以如下代码为例(SocketInputDStream):
Spark Streaming从Socket读取数据的代码是在SocketReceiver的receive方法中,撇开异常情况不谈(Receiver有重连机制,restart方法,默认情况下在Receiver挂了之后,间隔两秒钟重新建立Socket连接),读取到的数据通过调用store(textRead)方法进行存储。数据的流转需要关注如下几个问题:
1. 数据存储到什么位置了
2. 数据存储的结构如何?
3. 数据什么时候被读取
4. 读取到的数据(batch interval)如何转换为RDD
1. SocketReceiver#receive
/** Create a socket connection and receive data until receiver is stopped */
def receive() {
var socket: Socket = null
try {
logInfo("Connecting to " + host + ":" + port)
socket = new Socket(host, port)
logInfo("Connected to " + host + ":" + port)
val iterator = bytesToObjects(socket.getInputStream())
while(!isStopped && iterator.hasNext) {
store(iterator.next)
}
logInfo("Stopped receiving")
restart("Retrying connecting to " + host + ":" + port)
} catch {
case e: java.net.ConnectException =>
restart("Error connecting to " + host + ":" + port, e)
case t: Throwable =>
restart("Error receiving data", t)
} finally {
if (socket != null) {
socket.close()
logInfo("Closed socket to " + host + ":" + port)
}
}
}
2. SocketReceiver#receive=>SocketReceiver#store
/**
* Store a single item of received data to Spark's memory.
* These single items will be aggregated together into data blocks before
* being pushed into Spark's memory.
*/
def store(dataItem: T) {
executor.pushSingle(dataItem)
}
数据存储作为Executor功能之一,store方法调用了executor中的pushSingle操作,此时的Single可以理解为一次数据读取,而dataItem就是一次读取的数据对象
3. SocketReceiver#store=>executor.pushSingle(ReceiverSupervisorImpl.pushSingle)

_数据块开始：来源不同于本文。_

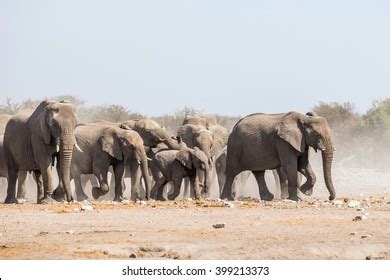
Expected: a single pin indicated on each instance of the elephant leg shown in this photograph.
(47, 181)
(283, 183)
(195, 186)
(159, 180)
(307, 187)
(265, 194)
(221, 177)
(176, 180)
(292, 178)
(39, 181)
(22, 185)
(160, 191)
(135, 180)
(78, 186)
(11, 189)
(187, 189)
(119, 172)
(101, 172)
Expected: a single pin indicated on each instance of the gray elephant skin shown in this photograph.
(155, 138)
(103, 145)
(205, 134)
(31, 138)
(173, 166)
(261, 142)
(22, 176)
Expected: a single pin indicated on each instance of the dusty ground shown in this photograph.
(313, 229)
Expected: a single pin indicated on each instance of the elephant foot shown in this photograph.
(104, 188)
(10, 200)
(46, 200)
(98, 192)
(306, 189)
(161, 198)
(59, 194)
(267, 196)
(21, 200)
(135, 197)
(118, 198)
(294, 198)
(228, 196)
(82, 197)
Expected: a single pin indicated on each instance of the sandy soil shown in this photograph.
(313, 229)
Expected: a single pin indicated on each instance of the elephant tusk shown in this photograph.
(78, 148)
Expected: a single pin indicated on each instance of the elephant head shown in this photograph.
(196, 158)
(153, 134)
(56, 123)
(301, 131)
(204, 120)
(210, 140)
(124, 145)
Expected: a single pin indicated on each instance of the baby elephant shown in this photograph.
(173, 166)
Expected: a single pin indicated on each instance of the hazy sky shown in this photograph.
(228, 57)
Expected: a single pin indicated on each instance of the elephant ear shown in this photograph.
(185, 158)
(220, 138)
(111, 144)
(289, 130)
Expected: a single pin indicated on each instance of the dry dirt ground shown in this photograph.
(313, 229)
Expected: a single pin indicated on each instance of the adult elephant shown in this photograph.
(210, 139)
(204, 120)
(280, 178)
(3, 122)
(22, 175)
(155, 138)
(102, 146)
(3, 165)
(30, 140)
(172, 166)
(260, 142)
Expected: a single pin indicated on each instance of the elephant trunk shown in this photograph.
(145, 171)
(327, 158)
(66, 149)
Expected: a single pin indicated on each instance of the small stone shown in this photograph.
(86, 208)
(22, 200)
(338, 202)
(360, 218)
(219, 225)
(133, 256)
(228, 204)
(354, 203)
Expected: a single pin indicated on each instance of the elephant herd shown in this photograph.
(50, 139)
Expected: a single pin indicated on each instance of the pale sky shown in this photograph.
(227, 57)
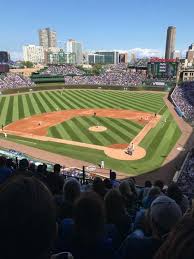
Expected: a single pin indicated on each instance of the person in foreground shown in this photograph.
(179, 244)
(27, 219)
(164, 213)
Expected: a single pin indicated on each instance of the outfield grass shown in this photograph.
(158, 142)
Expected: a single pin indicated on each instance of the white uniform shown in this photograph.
(102, 164)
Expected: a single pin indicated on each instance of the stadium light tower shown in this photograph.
(61, 44)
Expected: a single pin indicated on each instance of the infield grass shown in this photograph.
(158, 142)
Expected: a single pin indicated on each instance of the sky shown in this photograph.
(133, 25)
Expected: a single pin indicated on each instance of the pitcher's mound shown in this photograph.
(98, 128)
(120, 154)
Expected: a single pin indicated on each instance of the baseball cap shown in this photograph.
(165, 212)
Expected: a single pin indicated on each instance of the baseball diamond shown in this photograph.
(64, 118)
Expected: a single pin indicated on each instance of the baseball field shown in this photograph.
(93, 125)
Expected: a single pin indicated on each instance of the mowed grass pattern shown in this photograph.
(16, 107)
(158, 142)
(76, 129)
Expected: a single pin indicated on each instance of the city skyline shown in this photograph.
(135, 27)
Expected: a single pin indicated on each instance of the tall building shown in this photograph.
(190, 54)
(4, 57)
(33, 53)
(110, 57)
(176, 54)
(47, 38)
(72, 46)
(95, 59)
(170, 42)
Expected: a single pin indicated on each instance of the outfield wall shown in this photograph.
(61, 86)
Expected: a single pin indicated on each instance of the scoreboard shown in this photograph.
(4, 57)
(4, 68)
(162, 68)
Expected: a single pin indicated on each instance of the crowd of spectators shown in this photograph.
(115, 75)
(183, 97)
(11, 80)
(45, 215)
(186, 177)
(66, 69)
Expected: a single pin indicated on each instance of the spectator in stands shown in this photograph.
(89, 240)
(32, 167)
(163, 215)
(175, 193)
(128, 197)
(99, 187)
(179, 243)
(71, 191)
(152, 195)
(5, 172)
(10, 164)
(27, 219)
(23, 168)
(116, 213)
(113, 180)
(107, 184)
(160, 184)
(146, 189)
(55, 181)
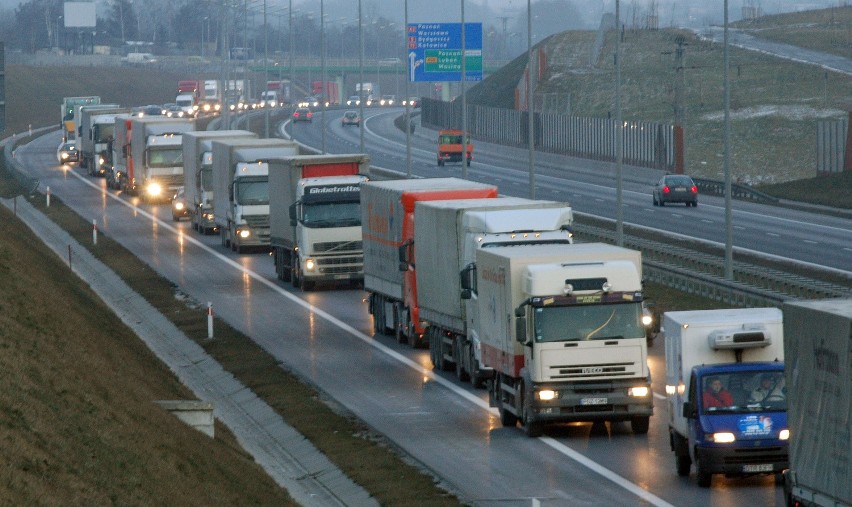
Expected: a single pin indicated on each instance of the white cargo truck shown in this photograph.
(315, 218)
(387, 209)
(97, 133)
(725, 390)
(241, 189)
(155, 170)
(198, 174)
(818, 349)
(447, 236)
(561, 325)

/** Push a single record of received data into block generator. */
def pushSingle(data: Any) {
blockGenerator.addData(data)
}
数据放入到了blockGenerator数据结构中了,blockGenerator,类型为BlockGenerator,顾名思义是一个block生成器,所谓的block生成器,是指Spark Streaming每隔一段时间(默认200毫秒, private val blockInterval = conf.getLong("spark.streaming.blockInterval", 200))将接收到的数据合并成一个block,然后将这个block写入到BlockManager,继续沿着个思路分析
4. executor.pushSingle=>BlockGenerator.addData
/**
* Push a single data item into the buffer. All received data items
* will be periodically pushed into BlockManager.
*/
def addData (data: Any): Unit = synchronized {
waitToPush() ///通过阻塞控制Push的速度
currentBuffer += data,将数据追加到currentBuffer中
}
当数据写入到currentBuffer中之后,似乎线索已经断了。事实上是BlockGenerator内部开启的两个线程(BlockIntervalTimer和BlockPushingThread)在背后继续处理currentBuffer
BlockIntervalTimer默认每200毫秒执行一次updateCurrentBufferer,该函数的功能是将类型为ArrayBuffer的currentBuffer合并成一个小的Block
private val blockInterval = conf.getLong("spark.streaming.blockInterval", 200)

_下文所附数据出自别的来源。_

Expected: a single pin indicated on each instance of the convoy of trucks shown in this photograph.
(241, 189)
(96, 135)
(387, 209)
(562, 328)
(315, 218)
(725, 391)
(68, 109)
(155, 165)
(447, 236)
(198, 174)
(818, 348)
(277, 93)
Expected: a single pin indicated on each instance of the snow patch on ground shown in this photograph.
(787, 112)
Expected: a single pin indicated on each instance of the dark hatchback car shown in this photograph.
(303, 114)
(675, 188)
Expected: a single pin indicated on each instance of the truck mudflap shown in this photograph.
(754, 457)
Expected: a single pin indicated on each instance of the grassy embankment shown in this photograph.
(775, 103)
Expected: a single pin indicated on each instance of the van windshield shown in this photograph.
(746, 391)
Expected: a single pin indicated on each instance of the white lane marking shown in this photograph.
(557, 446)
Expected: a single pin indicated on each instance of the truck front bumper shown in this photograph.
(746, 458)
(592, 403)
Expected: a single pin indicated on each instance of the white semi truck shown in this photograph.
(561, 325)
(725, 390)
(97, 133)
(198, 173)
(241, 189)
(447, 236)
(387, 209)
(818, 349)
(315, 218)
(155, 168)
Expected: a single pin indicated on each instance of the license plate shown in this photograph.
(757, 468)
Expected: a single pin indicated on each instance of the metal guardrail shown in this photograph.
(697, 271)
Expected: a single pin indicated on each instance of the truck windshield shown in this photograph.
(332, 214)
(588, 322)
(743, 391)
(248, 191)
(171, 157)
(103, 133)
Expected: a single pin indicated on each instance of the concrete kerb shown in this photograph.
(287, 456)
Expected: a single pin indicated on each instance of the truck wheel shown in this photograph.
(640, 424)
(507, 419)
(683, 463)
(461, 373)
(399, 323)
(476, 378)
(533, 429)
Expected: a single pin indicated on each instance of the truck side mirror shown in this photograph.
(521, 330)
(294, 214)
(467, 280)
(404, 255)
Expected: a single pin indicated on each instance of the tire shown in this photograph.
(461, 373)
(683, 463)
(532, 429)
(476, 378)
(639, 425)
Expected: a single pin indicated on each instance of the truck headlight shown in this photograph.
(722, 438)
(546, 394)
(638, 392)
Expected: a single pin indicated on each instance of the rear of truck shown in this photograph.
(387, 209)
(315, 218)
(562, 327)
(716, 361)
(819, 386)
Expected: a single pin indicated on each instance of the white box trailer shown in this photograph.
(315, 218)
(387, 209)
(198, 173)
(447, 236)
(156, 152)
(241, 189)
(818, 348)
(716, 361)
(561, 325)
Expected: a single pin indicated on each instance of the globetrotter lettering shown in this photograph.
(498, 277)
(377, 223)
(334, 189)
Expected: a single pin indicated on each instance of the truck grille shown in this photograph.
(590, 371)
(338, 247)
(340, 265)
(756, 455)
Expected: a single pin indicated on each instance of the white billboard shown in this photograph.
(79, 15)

private val blockIntervalTimer =
new RecurringTimer(clock, blockInterval, updateCurrentBuffer, "BlockGenerator")
BlockPushingThread是通过循环调用keepPushingBlocks将BlockIntervalTimer创建的各个Block写入到BlockManager中,
private val blockPushingThread = new Thread() { override def run() { keepPushingBlocks() } }
上面说到的两个线程的同步是通过ArrayBlockQueue实现的
private val blockQueueSize = conf.getInt("spark.streaming.blockQueueSize", 10)
private val blocksForPushing = new ArrayBlockingQueue[Block](blockQueueSize)

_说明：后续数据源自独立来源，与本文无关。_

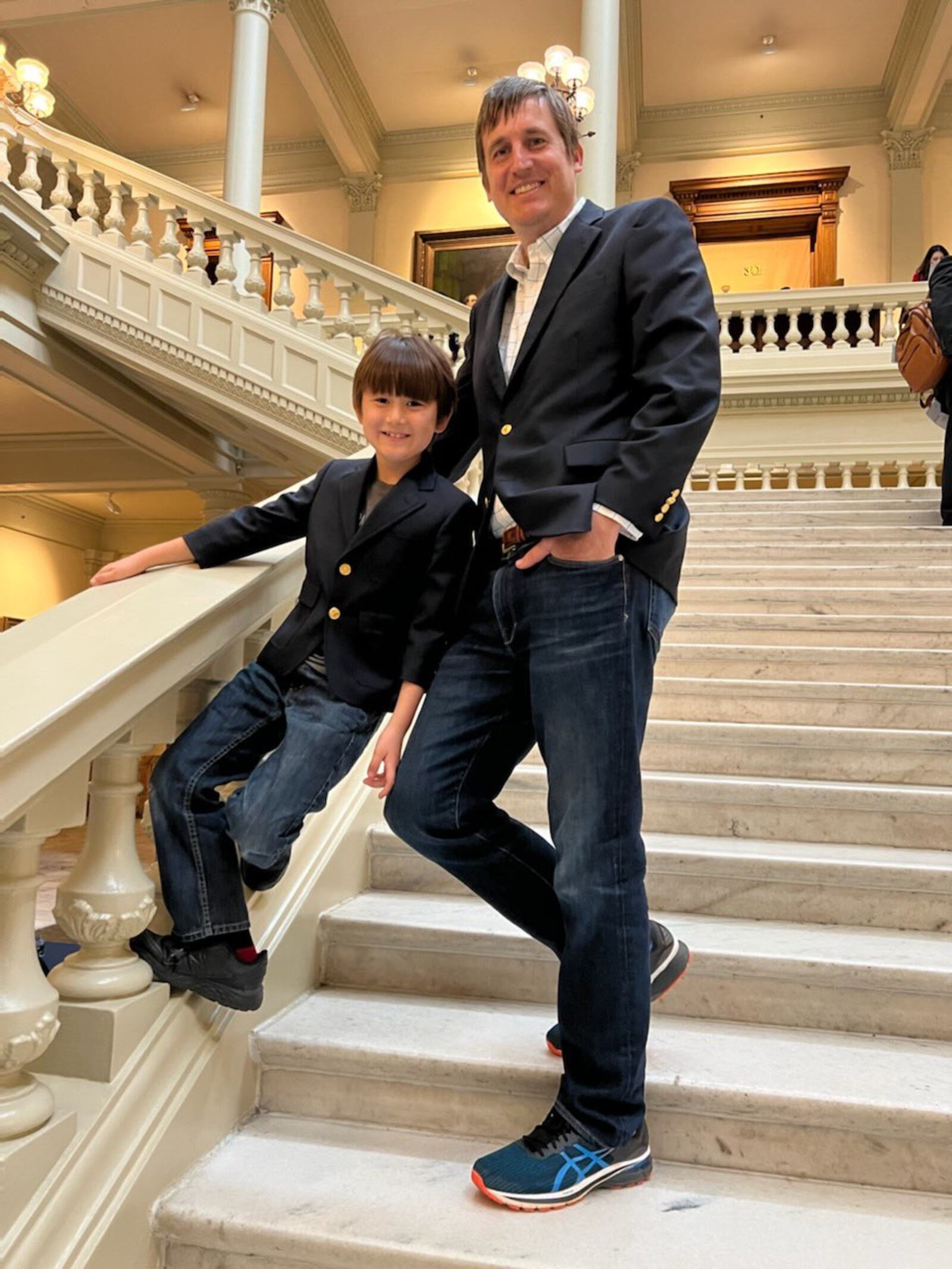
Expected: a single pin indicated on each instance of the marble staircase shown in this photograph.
(798, 804)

5. BlockGenerator#updateCurrentBuffer
updateCurrentBuffer由BlockIntervalTimer线程执行
/** Change the buffer to which single records are added to. */
private def updateCurrentBuffer(time: Long): Unit = synchronized {
try {
val newBlockBuffer = currentBuffer
currentBuffer = new ArrayBuffer[Any] //这两句对currentBuffere这样的操作,是否有线程安全问题?没有,因为currentBuffer已经标注为@volatile类型的变量
if (newBlockBuffer.size > 0) {
val blockId = StreamBlockId(receiverId, time - blockInterval) //构造StreamBlockId
val newBlock = new Block(blockId, newBlockBuffer) //创建出一个Block
listener.onGenerateBlock(blockId) //通知谁?空实现,listener是作为BlockGenerator的构造函数传入的,这是一个所有通知时间的空实现
blocksForPushing.put(newBlock) //添加到阻塞队列中,等待BlockPushingThread读取
logDebug("Last element in " + blockId + " is " + newBlockBuffer.last)
}
} catch {
case ie: InterruptedException =>
logInfo("Block updating timer thread was interrupted")
case e: Exception =>
reportError("Error in block updating thread", e)
}
}
6. BlockGenerator#keepPushingBlocks
keepPushingBlocks由BlockPushingThread执行
/** Keep pushing blocks to the BlockManager. */
private def keepPushingBlocks() {
logInfo("Started block pushing thread")
try {
while(!stopped) {
//poll是阻塞队列的非阻塞方法,但是如果队列中没有元素,则等待100ms,poll是取一个元素操作
Option(blocksForPushing.poll(100, TimeUnit.MILLISECONDS)) match {
case Some(block) => pushBlock(block)
case None =>
}
}
// Push out the blocks that are still left
logInfo("Pushing out the last " + blocksForPushing.size() + " blocks")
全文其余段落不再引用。